Query to Resolution Discovery Guide

This guide provides a structured framework for conducting discovery for AI Employees that improve customer support operations -- from initial query through resolution, quality assurance, and insight extraction.

Product Suite Overview

The Query-to-Resolution suite addresses multiple stages of the customer service lifecycle:

AI EmployeePurpose
Customer Support (Chatbot)Handles Tier-1 support interactions autonomously in chat environments.
Agent AssistDrafts high-quality email responses and suggestions for support agents in real time.
QA AutomationEvaluates support transcripts against SOPs to flag gaps and automate quality evaluations.
Knowledge Base AugmentorDetects outdated knowledge articles and automates updates using ticket data.
Insight FinderIdentifies trends across tickets, chat logs, and resolution notes for coaching or root cause analysis.

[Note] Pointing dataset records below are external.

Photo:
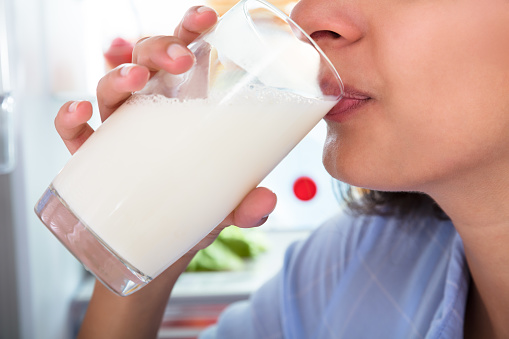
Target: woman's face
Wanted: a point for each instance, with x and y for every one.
(427, 88)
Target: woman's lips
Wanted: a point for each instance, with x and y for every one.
(352, 100)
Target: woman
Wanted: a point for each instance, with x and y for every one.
(426, 110)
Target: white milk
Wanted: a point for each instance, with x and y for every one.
(160, 174)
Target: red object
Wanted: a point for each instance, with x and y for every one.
(304, 188)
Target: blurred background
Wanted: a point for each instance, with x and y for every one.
(53, 51)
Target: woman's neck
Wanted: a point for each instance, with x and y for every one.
(480, 214)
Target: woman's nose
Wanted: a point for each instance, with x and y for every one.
(328, 22)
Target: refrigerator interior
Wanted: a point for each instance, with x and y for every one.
(55, 50)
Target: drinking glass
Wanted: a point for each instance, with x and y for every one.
(176, 158)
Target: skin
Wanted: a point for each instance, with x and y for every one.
(437, 121)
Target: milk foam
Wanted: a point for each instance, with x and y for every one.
(160, 174)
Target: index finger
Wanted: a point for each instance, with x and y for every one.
(197, 20)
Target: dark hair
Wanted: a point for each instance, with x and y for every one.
(398, 204)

Each AI Employee can be deployed individually or in combination depending on support maturity and infrastructure.

Discovery Preparation

Required Knowledge

  • Familiarity with tools like Zendesk, Salesforce Service Cloud, Intercom, or Freshdesk.
  • Understanding of support team structures including triage, escalation, and automation flows.
  • Awareness of how documentation, macros, and bots are used in current support operations.

Stakeholders to Involve

  • Support Operations or Platform Admins.
  • Team Leads or SMEs.
  • Knowledge Managers or Documentation Owners.
  • IT or Security Teams.
  • End users (agents, analysts).
  • Request process maps, escalation matrices, and SOPs.
  • Collect real support tickets with transcripts if possible.
  • Confirm initial AI Employee scope and outcomes.
  • Ensure test or sandbox environment access.

End-to-End Workflow Mapping

Process Discovery

Understand how the support organization handles customer inquiries from first contact to resolution. Go beyond surface-level steps to uncover decision points, manual handoffs, and exceptions.

What to capture:

  • Sequence and structure of key workflows: ticket creation, triage, assignment, resolution, escalation, and feedback.
  • Roles and responsibilities at each step and how handoffs are managed.
  • Sources of friction or inconsistency (SLA violations, resolution delays).
  • Exceptions and escalation logic.
  • Segmentation logic by product, issue type, or customer tier.

Discovery methods:

  • Live ticket walkthroughs with SMEs narrating their decision-making process.
  • Agent shadowing via recordings or real-time observation.
  • Process map review annotated with what actually happens.
  • Group whiteboarding sessions to highlight edge cases.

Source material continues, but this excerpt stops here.